About Andrew Whitby
I am an Australian data scientist and economist living in New York. I have experience directing data science projects in business, policy, nonprofit and academic settings, spanning the full data lifecycle from collection to visualization. I am particularly interested in technology, creativity, innovation, growth and demography.
Currently I work on alternative data at Bloomberg LP. From 2015—2020, I worked at the World Bank, most recently in the Development Data Group where I was a founding editor of the Atlas of the Sustainable Development Goals and occasionally co-hosted a podcast. (The Atlas team went on to win the Information Is Beautiful award in 2023 in the humanitarian category.)

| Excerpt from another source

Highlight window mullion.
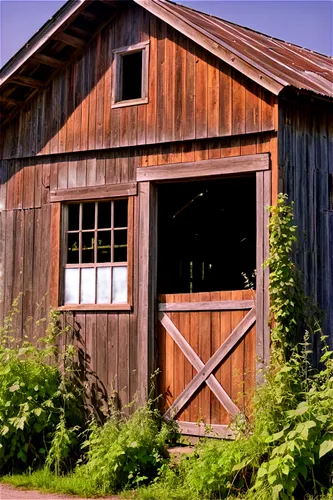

My previous role at the World Bank was in the organization’s Innovation Labs, helping build a data science community and supporting innovative data projects with planning, data acquisition and modelling. The New York Times covered some of that work.
Prior to the World Bank, I was a Research Fellow at Nesta, the UK’s innovation think tank. I completed my doctoral research in time series methods in the Department of Economics at the University of Oxford; my undergraduate degrees from the University of Queensland are in Economics and Computer Science.
My first book, The Sum of the People: How the Census Has Shaped Nations from the Ancient World to the Modern Age, was published in March 2020. The Economist described it as “an entertaining and informative story, more about society than statistics.”
It was also covered favorably by the New Yorker and the Wall Street Journal as well as by CBS, WNYC, and numerous other outlets. I have written on the census for the New York Times, Time, and Wired; and joined a panel discussing it on the BBC World Service. I was invited to testify on the census before a public hearing of the New Jersey Assembly Oversight, Reform and Federal Relations Committee.